Several little annoyances started all at onceMOVED


  • Please log in to reply
12 replies to this topic

#1 kcolfer

kcolfer

  • Members
  • 19 posts
  • OFFLINE
  •  
  • Local time:08:18 AM

Posted 16 June 2009 - 11:59 AM

OS: Windows XP Home SP3
Browser: IE 7
Computer: Gateway Pentium 4 2.4GHz, 1.5 GB RAM
ISP: MSN DSL

I started getting all these little annoyances at the same time:

1) IE won't start unless repeatedly clicked, then closed then opened, up to 40 tries before it accesses the web.

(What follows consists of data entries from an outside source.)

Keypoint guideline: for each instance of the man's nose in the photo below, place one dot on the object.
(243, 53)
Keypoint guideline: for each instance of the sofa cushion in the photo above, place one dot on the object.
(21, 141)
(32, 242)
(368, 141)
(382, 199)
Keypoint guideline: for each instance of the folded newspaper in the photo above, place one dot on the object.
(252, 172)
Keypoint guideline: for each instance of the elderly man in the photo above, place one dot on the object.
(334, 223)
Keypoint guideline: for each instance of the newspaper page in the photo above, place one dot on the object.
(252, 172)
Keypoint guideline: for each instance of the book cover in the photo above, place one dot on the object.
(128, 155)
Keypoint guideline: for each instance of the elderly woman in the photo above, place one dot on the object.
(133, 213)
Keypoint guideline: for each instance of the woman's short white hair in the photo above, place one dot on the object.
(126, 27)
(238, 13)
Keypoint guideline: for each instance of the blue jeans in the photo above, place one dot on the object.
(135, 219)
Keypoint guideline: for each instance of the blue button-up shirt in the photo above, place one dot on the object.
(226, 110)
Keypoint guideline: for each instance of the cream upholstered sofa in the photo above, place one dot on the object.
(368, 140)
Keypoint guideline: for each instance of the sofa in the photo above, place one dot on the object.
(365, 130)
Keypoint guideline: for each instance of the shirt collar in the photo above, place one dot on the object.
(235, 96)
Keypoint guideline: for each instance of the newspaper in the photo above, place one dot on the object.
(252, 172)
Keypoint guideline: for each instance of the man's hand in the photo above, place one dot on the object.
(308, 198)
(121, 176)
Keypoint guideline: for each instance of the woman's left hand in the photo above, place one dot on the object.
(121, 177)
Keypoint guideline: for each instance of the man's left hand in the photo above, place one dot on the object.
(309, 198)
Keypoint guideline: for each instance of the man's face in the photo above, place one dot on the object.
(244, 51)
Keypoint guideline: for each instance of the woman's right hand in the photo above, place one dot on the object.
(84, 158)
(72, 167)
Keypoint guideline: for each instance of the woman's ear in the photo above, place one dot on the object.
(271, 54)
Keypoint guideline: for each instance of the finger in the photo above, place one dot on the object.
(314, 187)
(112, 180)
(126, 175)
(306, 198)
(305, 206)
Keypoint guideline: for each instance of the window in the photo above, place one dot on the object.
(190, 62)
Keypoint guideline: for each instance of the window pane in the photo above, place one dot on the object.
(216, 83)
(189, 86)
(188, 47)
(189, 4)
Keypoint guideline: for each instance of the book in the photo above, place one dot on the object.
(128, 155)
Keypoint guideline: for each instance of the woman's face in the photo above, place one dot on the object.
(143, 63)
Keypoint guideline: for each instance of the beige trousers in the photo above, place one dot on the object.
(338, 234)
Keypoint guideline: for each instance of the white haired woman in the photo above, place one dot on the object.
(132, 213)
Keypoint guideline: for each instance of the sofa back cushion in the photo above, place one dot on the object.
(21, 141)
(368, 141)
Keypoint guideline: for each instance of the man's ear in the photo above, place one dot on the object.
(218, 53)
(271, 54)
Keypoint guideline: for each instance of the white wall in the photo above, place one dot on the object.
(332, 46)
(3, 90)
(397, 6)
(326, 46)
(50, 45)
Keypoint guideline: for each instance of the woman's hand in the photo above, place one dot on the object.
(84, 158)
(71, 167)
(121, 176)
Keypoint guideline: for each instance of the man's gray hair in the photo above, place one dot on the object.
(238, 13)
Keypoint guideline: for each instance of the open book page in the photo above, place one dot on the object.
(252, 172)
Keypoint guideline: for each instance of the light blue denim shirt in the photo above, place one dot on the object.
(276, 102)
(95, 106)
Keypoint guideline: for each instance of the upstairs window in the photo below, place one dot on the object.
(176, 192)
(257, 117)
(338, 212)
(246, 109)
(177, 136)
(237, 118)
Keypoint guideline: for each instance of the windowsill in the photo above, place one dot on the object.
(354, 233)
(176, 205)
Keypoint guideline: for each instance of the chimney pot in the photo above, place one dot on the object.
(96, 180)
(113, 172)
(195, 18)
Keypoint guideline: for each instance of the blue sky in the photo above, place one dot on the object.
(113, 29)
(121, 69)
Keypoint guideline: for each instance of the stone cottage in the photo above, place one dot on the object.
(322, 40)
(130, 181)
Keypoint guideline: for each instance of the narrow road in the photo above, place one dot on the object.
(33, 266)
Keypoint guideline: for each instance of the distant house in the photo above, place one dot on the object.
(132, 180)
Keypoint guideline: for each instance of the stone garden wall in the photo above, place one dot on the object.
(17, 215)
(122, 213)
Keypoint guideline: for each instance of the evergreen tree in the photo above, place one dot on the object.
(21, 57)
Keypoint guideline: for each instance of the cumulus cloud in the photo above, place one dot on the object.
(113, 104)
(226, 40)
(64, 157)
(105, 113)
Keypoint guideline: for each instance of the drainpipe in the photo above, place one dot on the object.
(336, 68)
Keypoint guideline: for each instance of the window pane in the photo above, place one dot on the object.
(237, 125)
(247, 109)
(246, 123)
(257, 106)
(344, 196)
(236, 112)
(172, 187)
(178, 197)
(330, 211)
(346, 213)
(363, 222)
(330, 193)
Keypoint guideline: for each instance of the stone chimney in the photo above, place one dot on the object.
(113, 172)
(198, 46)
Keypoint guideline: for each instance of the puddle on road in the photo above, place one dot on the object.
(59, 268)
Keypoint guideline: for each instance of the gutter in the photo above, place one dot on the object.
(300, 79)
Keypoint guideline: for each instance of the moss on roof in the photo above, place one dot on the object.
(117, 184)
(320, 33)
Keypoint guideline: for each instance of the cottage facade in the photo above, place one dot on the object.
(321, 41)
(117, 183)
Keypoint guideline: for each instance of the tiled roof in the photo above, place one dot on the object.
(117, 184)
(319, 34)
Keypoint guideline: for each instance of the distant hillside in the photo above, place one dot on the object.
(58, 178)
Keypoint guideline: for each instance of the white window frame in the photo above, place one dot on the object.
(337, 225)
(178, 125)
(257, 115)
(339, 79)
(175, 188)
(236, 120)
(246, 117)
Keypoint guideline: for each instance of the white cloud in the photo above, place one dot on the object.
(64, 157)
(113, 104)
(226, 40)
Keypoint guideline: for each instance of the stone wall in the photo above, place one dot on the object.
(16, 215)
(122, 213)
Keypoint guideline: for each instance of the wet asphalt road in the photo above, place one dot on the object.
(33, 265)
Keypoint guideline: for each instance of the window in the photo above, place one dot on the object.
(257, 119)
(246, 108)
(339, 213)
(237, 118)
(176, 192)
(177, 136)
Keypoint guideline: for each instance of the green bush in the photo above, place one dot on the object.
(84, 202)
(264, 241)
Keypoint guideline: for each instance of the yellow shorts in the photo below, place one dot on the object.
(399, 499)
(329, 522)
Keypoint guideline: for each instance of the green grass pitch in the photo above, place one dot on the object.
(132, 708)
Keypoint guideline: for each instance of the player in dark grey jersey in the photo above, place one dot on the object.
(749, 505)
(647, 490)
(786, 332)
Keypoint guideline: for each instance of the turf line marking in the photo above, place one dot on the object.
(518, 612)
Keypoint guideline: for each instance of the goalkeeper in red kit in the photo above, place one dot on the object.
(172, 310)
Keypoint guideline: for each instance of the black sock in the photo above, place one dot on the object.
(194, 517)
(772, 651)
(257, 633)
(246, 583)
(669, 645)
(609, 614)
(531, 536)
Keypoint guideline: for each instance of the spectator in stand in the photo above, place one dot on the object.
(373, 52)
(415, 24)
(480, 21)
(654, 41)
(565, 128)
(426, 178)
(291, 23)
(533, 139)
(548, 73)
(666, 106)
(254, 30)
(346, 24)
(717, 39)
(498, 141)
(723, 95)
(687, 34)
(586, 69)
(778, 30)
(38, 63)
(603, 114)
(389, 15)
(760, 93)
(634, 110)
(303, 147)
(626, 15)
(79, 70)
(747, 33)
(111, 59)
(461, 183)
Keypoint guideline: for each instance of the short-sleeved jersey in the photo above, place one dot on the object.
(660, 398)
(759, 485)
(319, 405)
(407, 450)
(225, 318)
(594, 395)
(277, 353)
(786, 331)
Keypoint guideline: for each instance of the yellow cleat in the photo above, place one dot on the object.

2) Continually get error messages when I click on an email in Outlook (I use the "outlook connector" bridge to access MSN email) that say, "We could not check the message you are trying to open for viruses because the virus check engine reported an error. To open the unchecked message, click OK." As far as I am aware, there is no virus check engine that is supposed to be using outlook. I definitely don't have my antivirus software (AVG Free) set up to do this.

3) svchost.exe uses 99% of CPU for hours after boot. I usually just terminate the process and there are no apparent ill effects.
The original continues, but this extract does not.